We are conditioned now to get hyped at everything, but Baby Driver legitimately earns that awe, with masterfully designed chase scenes, Ansel Elgort’s light-on-his-feet grace, and Jon Hamm’s unhinged villainy. And that goddamn soundtrack! The Beach Boys! The Damned! T. Rex! Golden Earring! Queen! Simon and Garfunkel! Young MC! Barry White! Every choice in Baby Driver reflects that a real living human person made it, not a conference room of cynical decision makers trying to figure out exactly how focus groups would react to every single thing. Baby Driver is more personal than that, and that intimacy—one that manifests for its characters in greed, desperation, love, and hatred—is its greatest strength.

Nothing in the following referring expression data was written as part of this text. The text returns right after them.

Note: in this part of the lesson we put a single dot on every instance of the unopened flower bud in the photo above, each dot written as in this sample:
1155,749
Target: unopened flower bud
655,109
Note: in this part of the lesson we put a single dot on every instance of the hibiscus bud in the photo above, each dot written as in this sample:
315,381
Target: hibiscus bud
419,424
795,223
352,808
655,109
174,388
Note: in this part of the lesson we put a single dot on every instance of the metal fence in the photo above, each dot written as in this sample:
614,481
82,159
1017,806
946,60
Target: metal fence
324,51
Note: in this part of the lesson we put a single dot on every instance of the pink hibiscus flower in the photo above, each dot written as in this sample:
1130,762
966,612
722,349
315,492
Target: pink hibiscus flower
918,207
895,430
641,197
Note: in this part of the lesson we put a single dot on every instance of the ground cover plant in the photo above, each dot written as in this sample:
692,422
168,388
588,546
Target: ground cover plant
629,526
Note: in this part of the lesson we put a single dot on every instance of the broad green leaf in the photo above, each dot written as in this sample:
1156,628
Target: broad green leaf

The film focuses, of course, on its title character: Elgort (of The Fault In Our Stars) is a getaway driver named Baby (“B-A-B-Y,” he spells with smirking charm) with cheeks like a baby’s butt, smooth and youthful and seemingly innocent. For years, he’s been under the thumb of criminal mastermind Doc (Kevin Spacey, of Horrible Bosses), enlisted as the wheels for bank robberies, heists, and other not-so-legal endeavors throughout Atlanta. By day he waits for communication on his burner phone, and when he’s summoned, he arrives with his white earbuds dangling from his ears and his plastic sunglasses on, listening to Doc and his plans but never really registering a reaction.
It’s a blankness that drives other people insane—but Baby knows what he needs to do to get the job done. He comes to life primarily behind the wheel, with his songs cued up on his iPod and his eyes staring straight ahead, and even Doc’s crew, like the sensually threatening Buddy (Jon Hamm, of Keeping Up With the Joneses) and Darling (Eliza Gonzalez, of Jem and the Holograms) and the this-close-to-unhinged Bats (Jamie Foxx, of Annie), acknowledge that he has skill.

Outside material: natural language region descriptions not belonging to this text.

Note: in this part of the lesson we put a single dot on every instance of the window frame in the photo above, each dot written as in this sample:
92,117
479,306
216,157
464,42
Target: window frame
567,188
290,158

He’s never messed up, and he only has “one more job” until he’s “all paid up” with Doc for a slight from his childhood. And when that’s done, maybe Baby can pursue another life: one where his mixtapes transition into a music production career; where he can pay for his foster father Joseph’s (CJ Jones) healthcare with clean, not dirty, money; and where he can build a new future with pretty diner waitress Debora (Lily James, of Pride and Prejudice and Zombies) by his side. It all sounds promising. But when has “one last job” ever worked out for anyone?
There is a kinetic quality to Baby Driver that can’t be captured in a review, no matter how many details you work into a description of a chase scene or a romantic meet-cute or a bloody shootout. But let it be said that Wright has a sense of fluidity and composition that makes Baby Driver feel like everything that is happening onscreen is actually happening in the real world, a groundedness that has been sorely lacking in summer blockbusters like Fate of the Furious, The Mummy, and Transformers: The Last Knight. Those were franchise pictures more interested in furthering a story than actually telling one. Baby Driver leans into its own narrative with adrenaline and zeal, and you’ll feel it.
As fantastic as it is that this whole damn thing is set to a soundtrack, attention must also be paid to how hard this movie hits emotionally: Baby blasting music through their sound system speakers so the deaf Joseph can feel the vibrations and dance along in his wheelchair is a tear-jerker of a moment; a tense face-off between Buddy and Bats shows the toxic masculinity festering inside each of them; an admission by Doc to Baby about his childhood will make you feel sympathetic for even the most ruthless of men. As fully as Wright ramps up the intensity of this genre-shaking film, he makes room for moments of honesty and truth, too.
Baby Driver isn’t perfect: Foxx’s character, although clearly meant to be aggressively annoying, nevertheless becomes too grating after a while, and it would be nice if Baby’s adored Debora had slightly more characterization. But those flaws are tolerable given that Wright has otherwise created one of the most dynamic films of 2017. My sympathies to the lady who sat next to me and hated it. But for the rest of us, Baby Driver is cinematic summer salvation.